Got Excess Weeds?
Excess weeds are a warning sign that a lake is in trouble. They’re symptoms of a much deeper problem – nutrient overloading. Excess weed growth indicates that 3 destructive things are happening in the lake:
- Phosphates, nitrates and other pollutants are externally loading the lake from the watershed…
- The lake-bottom has become a compost pile refueling continuous weed and algae growth…
- The lake has become anoxic – there is not enough dissolved oxygen.
They’re also not only symptoms. Excess weeds are active players in nutrient overloading. When they die and decompose on the lake-bottom the nutrients in them are released back into the lake, continually refueling further weed and algae growth. It’s a repetitive cycle of internal nutrient overloading.
Invasive weeds like Eurasian water-milfoil, curly-leaf pondweed, and hydrilla are the most effective. They grow faster, spread quicker, demand more dissolved oxygen, and radically increase lake-bottom muck more than other native aquatic species. In fact, native aquatic species disappear when invasive weeds take over.

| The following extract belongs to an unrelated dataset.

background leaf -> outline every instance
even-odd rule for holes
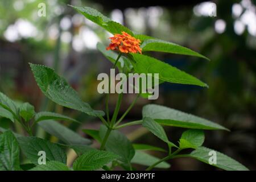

Herbicides are Not the Answer…
Aquatic herbicides may be effective in the short-term by killing excess surface weeds, but when poisoned weeds and algae die and sink to the bottom of the lake, the nutrients in them are released back into the water column and become nutrients for the next weed growth or algae bloom.
Once the decayed biomass is formed, nutrients are effectively locked into the lake’s ecosystem to be recycled forever.
Nature Has THE Answer
Nature has the answer to excess weed growth: Oxygen and Aerobic Bacteria. When the lake has sufficient oxygen and a healthy population of aerobic bacteria at the bottom of the lake…weeds disappear.